I hear people say that Go is often hard to search online (hence sometimes "Golang"), but the vast majority of language names are common words. Names with punctuation (C++, C#) are hard too. Is this a big problem in practice? "Perl" isn't a dictionary word, but it's an exception.
Copilot doesn't offer a way of disabling completion inside comments.
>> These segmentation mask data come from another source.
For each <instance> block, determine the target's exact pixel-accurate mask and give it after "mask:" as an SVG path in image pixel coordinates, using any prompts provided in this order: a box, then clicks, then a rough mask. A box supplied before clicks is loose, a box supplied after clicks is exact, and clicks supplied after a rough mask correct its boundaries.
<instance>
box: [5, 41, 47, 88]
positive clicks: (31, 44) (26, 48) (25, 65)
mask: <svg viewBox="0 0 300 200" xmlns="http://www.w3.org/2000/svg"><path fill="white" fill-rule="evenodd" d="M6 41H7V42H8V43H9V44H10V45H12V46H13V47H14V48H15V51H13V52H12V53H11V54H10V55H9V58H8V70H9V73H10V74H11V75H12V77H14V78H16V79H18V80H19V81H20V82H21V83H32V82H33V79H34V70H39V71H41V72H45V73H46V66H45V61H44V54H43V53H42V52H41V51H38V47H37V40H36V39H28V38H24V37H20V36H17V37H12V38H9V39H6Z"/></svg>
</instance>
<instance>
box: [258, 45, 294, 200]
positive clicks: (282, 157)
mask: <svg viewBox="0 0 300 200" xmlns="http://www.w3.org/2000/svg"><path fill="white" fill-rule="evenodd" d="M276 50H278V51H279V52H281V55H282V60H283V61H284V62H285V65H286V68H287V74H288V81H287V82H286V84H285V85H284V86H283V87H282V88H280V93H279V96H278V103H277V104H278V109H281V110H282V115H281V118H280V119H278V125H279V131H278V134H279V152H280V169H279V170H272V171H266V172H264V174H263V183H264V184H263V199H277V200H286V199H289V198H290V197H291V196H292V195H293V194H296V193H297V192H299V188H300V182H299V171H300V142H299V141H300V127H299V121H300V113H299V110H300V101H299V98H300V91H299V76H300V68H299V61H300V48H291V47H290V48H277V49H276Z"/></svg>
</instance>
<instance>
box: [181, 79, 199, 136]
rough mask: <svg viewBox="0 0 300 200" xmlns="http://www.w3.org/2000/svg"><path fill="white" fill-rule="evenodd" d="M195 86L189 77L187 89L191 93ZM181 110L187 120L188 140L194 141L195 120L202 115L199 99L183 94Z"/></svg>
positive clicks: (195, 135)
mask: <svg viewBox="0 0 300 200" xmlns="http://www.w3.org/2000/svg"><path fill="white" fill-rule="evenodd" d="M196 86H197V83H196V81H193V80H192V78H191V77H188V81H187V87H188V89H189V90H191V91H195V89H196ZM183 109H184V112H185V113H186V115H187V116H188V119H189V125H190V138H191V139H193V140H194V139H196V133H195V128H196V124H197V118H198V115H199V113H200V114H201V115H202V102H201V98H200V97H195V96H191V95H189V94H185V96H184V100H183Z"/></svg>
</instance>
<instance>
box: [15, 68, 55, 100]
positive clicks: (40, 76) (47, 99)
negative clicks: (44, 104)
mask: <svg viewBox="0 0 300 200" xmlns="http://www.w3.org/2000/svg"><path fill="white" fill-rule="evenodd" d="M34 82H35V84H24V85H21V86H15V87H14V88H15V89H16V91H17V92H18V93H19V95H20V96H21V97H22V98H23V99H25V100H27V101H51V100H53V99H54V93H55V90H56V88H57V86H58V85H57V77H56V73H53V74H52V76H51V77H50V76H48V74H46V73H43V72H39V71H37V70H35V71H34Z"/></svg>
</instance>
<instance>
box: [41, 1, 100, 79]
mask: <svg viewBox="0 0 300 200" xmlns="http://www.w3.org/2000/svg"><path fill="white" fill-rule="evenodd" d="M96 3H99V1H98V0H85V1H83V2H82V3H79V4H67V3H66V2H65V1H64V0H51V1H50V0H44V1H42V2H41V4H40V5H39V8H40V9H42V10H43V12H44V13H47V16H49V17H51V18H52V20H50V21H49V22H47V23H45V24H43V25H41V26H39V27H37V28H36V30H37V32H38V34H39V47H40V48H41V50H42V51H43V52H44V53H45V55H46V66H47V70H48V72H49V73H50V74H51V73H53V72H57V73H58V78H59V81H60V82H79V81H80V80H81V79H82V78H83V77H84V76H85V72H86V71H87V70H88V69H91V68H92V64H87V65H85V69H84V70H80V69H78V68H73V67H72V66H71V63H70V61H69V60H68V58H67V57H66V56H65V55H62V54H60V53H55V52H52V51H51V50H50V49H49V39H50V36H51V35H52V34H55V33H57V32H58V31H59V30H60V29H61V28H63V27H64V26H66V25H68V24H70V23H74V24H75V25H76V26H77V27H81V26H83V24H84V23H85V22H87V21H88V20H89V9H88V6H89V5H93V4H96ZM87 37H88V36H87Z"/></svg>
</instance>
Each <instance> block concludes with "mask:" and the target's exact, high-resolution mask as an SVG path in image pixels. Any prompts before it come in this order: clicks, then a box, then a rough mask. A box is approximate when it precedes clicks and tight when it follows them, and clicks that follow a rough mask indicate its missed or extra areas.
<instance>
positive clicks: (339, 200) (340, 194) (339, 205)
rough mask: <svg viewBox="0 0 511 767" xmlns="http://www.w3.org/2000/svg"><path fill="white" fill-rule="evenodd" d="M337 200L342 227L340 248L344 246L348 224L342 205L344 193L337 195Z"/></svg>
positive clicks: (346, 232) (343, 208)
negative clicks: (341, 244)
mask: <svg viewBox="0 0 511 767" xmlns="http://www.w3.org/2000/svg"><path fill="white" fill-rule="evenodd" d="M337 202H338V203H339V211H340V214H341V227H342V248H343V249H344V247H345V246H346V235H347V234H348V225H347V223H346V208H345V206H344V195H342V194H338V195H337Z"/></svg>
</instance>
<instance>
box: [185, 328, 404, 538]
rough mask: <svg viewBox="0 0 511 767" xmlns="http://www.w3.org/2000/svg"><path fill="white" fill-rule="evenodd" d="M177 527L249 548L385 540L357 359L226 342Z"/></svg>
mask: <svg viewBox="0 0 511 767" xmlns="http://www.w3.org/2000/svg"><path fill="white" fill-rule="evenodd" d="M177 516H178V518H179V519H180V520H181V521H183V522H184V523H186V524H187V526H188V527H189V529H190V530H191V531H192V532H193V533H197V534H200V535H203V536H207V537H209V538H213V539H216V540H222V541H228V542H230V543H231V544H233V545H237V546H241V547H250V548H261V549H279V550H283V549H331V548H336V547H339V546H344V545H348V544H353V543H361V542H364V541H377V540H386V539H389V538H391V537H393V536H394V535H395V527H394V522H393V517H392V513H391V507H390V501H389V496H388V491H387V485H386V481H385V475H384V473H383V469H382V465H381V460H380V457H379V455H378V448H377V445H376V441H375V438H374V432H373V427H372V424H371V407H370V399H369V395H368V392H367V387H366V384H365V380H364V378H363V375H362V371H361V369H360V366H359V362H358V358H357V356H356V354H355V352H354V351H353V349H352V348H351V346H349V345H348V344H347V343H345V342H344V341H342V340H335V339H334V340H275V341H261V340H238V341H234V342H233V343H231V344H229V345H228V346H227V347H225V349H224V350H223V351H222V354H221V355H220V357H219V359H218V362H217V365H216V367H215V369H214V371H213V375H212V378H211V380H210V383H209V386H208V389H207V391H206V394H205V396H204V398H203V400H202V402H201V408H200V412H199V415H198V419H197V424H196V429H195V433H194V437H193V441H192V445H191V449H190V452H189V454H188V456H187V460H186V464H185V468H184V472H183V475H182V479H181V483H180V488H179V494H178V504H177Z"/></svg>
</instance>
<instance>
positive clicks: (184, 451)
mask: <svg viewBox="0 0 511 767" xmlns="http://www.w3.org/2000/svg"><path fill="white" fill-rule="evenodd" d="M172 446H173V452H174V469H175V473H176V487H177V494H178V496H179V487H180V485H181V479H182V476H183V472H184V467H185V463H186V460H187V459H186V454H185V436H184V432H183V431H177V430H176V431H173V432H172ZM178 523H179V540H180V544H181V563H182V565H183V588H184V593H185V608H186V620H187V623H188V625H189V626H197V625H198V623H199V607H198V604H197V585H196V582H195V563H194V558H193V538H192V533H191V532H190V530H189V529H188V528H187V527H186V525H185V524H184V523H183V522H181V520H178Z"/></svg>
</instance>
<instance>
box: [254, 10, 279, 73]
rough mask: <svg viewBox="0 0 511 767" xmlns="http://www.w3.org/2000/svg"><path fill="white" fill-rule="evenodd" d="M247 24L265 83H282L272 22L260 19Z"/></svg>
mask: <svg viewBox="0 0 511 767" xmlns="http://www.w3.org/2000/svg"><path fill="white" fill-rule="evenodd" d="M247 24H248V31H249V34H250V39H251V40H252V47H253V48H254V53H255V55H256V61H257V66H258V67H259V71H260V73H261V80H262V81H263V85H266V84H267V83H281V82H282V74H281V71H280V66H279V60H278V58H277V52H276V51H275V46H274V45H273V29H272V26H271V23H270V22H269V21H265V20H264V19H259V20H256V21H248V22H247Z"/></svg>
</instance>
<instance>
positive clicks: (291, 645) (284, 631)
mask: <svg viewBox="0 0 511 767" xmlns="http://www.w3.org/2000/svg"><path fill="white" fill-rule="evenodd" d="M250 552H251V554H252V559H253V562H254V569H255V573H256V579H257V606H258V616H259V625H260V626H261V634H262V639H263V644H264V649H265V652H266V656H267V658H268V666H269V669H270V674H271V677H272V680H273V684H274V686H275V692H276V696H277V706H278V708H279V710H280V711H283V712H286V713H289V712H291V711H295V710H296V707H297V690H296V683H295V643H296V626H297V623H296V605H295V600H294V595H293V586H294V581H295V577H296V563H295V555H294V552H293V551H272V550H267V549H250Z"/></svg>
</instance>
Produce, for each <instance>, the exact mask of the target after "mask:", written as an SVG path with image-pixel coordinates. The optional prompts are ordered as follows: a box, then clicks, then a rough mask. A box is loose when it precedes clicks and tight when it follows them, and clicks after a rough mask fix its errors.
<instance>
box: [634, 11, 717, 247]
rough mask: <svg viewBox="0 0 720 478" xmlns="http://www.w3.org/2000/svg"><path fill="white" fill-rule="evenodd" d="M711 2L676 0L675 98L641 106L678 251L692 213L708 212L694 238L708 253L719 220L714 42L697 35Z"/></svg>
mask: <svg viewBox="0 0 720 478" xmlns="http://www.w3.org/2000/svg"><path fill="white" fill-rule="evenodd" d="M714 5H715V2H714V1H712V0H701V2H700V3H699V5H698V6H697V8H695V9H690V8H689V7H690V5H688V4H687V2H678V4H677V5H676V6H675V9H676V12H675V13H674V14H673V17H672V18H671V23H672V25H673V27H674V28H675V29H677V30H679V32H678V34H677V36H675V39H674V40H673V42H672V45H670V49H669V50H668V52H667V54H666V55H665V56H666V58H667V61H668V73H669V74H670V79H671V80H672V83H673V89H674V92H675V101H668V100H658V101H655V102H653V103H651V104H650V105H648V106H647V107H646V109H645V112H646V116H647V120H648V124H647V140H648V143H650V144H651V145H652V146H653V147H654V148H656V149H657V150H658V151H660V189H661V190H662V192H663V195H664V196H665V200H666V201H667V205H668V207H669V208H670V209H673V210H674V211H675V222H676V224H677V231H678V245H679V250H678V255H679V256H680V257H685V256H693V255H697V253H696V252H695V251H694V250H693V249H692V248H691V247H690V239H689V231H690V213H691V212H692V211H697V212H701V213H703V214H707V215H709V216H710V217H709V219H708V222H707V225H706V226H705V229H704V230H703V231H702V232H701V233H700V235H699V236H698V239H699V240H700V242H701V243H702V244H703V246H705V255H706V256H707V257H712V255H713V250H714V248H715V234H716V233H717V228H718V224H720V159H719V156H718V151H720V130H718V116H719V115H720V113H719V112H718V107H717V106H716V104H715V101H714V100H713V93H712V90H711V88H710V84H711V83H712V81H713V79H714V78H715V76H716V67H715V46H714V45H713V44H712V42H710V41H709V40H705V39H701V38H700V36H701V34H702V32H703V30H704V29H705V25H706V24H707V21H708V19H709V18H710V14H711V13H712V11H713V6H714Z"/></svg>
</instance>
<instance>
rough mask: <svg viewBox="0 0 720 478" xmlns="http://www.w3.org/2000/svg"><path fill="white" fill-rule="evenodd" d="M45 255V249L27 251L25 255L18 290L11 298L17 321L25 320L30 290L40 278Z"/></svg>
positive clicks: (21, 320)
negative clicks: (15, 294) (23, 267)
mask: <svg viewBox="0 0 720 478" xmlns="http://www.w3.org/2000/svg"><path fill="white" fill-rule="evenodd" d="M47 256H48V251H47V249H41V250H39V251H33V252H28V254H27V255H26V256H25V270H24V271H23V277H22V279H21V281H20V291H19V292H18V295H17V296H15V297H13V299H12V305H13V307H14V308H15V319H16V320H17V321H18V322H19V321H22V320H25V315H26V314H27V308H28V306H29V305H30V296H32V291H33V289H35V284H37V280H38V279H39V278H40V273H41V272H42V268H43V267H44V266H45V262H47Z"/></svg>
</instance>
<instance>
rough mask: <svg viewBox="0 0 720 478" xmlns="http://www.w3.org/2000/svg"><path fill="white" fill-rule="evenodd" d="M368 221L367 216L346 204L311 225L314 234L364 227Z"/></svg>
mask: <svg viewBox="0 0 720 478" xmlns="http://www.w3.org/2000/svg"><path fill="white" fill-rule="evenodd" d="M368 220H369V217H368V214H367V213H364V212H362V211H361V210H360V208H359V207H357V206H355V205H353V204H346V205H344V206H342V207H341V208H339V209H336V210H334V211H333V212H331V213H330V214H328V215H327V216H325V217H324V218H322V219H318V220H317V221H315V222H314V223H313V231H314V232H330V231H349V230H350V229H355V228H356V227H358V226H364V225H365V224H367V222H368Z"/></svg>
People have discovered a comical workaround: swearing in the comment! https://github.com/orgs/community/discussions/8062#discussioncomment-11902740
In LSP, a position is represented as a line number and a column offset (in Unicode code units): https://microsoft.github.io/language-server-protocol/specifications/lsp/3.17/specification/#position This is pretty elegant. You'll get the correct line regardless of encoding bugs, and the editor already knows the line number so it's cheap to compute.
I've released difftastic 0.63! In this release: * Better parsing of Elixir, LaTeX, Make, Nix, Rust and YAML * Better detecting of text encoding, especially on Windows * Prebuilt musl binaries, so you can run released binaries on older systems! https://github.com/Wilfred/difftastic/releases/tag/0.63.0
I made some changes to a node express project that I haven't touched in almost five years. I was pleasantly surprised that I only needed to update one dependency to get it working again! (It was sqlite3, which is a native dependency using node-gyp.)